WALDMAN David, Le Marais pendant l’Occupation. Le quartier Saint-Gervais à travers les répertoires analytiques, Maîtrise [Jean-Louis Robert, Denis Peschanski, Claire Andrieu], Univ. Paris 1 CHS, 2002, 167 p.
Les répertoires analytiques, désignés couramment comme « mains courantes », sont des instruments de travail essentiels pour la police. Dans ces registres, les policiers consignent scrupuleusement chaque fait survenu dans le quartier et les plaintes et les dépositions de ses habitants. Cet outil est par conséquent devenu essentiel à l’historien dans la mesure où, utilisé en tant que source, il permet d’aborder l’étude d’un quartier en faisant ressortir des acteurs souvent sous-représentés dans les sources habituelles. Ici, en effet, point d’hommes politiques ni d’intellectuels, mais plutôt des commerçants, des travailleurs, des vagabonds, des concierges… en somme les individus qui vivent dans le quartier ; et comme cadre, le bistrot, la cage d’escalier et le trottoir.
C’est donc sous l’angle d’une micro-histoire, et nécessairement à travers le prisme des répertoires policiers, que nous avons consacré un travail au quartier Saint-Gervais pendant l’Occupation. Situé au cœur du Marais, c’est-à-dire au centre-est de Paris, côté rive droite, ce quartier est depuis la fin du XIXe siècle l’un des regroupements privilégiés de la population juive immigrée d’Europe de l’Est, et dans une moindre mesure, d’Afrique du Nord. Les débuts de la Seconde Guerre mondiale vont troubler la population du quartier, d’autant que les premières mesures consécutives à la défaite française vont concerner prioritairement le sort des Juifs. Les propos défaitistes, la hausse des condamnations pour état d’ivresse, les enquêtes d’aliénés sont autant de signes témoignant d’une dégradation de l’état moral des habitants du Marais. L’arrivée des Allemands signifie, dans le quotidien, une coexistence forcée et, de temps à autre, des dérapages incontrôlés et des abus de la part des occupants.
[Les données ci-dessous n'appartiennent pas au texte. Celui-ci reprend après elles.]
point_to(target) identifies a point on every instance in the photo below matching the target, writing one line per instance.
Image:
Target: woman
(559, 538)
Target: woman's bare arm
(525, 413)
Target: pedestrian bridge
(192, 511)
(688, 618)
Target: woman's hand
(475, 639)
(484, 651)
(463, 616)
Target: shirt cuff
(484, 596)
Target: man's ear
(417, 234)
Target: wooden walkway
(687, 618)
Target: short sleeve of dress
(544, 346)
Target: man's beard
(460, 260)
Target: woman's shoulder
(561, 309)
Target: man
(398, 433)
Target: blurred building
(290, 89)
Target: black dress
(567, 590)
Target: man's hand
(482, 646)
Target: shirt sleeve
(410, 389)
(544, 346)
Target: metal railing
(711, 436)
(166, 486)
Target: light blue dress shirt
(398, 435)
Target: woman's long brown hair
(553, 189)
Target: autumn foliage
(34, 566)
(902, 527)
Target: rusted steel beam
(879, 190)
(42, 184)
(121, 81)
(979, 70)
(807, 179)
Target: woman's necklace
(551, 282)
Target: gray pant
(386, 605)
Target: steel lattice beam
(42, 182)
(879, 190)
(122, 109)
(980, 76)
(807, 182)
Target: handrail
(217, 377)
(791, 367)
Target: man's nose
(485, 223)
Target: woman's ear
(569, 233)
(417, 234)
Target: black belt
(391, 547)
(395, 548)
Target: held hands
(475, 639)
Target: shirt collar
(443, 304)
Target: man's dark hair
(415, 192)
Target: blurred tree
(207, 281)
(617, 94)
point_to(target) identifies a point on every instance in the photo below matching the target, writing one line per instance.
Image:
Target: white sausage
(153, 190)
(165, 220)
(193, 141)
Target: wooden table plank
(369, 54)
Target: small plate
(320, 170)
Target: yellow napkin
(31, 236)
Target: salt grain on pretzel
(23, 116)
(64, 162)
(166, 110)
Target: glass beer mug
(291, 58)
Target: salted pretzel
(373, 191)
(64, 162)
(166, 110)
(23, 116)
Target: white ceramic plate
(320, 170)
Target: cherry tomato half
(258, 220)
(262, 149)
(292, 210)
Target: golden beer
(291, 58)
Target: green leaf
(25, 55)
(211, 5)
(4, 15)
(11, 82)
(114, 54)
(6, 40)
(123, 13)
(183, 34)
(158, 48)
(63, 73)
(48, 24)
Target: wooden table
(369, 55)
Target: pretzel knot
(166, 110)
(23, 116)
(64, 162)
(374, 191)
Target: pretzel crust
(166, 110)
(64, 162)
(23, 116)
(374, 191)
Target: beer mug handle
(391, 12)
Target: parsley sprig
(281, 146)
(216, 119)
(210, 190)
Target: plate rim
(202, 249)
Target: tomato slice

Les conditions d’armistice et la situation de guerre conduisent inexorablement à la pénurie alimentaire et énergétique. Les innombrables fraudes et délits liés au rationnement placent au premier plan des préoccupations les Parisiens la question des restrictions : se nourrir, se vêtir et se chauffer.
À la Libération, les soldats américains seront les nouveaux acteurs du marché noir parisien.
Le Pletzl, le quartier juif, va quant à lui subir les mesures édictées par l’État français et l’occupant : les consignes de recensement, les mesures contre les commerces juifs et les diverses discriminations, avant d’être victime des grandes rafles et des déportations. Depuis septembre 1940, jusqu’à la fin de l’Occupation, les Juifs iront pourtant se déclare comme tels ou solliciteront la police pour les affaires les plus urgentes : déclarer une perte de papiers d’identité pour ne pas vivre dans la clandestinité, un vol de carte d’alimentation pour pouvoir subsister… Les rares incidents recensés indiquent néanmoins que, jusqu’en mai 1941, c’est-a-dire avant les premières grandes rafles, les Juifs du quartier supportent relativement les décrets antisémites et discriminatoires. Il découle forcément de ces mesures une paupérisation inéluctable.
À partir de mai 1941, la population juive du quartier va être l’une des cibles parisiennes privilégiées des arrestations et des rafles. À la fin de la guerre, le Pletzl sera littéralement décimé et devra difficilement affronter les retours des Juif libérés. Les questions de trafics de biens Juifs, de relogement, de pillages, sont autant de préoccupations pour lesquelles la police sera sollicitée.
Les répertoires de la Libération témoignent de l’épuration spontanée engagée par les habitants du quartier et épaulés par les policiers qui, quelques semaines auparavant, participaient encore activement à la politique de collaboration.
La Libération permet également de revenir sur nombre d’affaires survenues durant ces quatre années noires. Cette source consacrée au délit et à la plainte apporte enfin une vision contrastée des « héros » de la Liberation. Les nombreux dérapages commis par des soldats américains et par des FFI envers la population du quartier, donnent un regard nuancé sur les « beaux jours mythiques » de la Libération.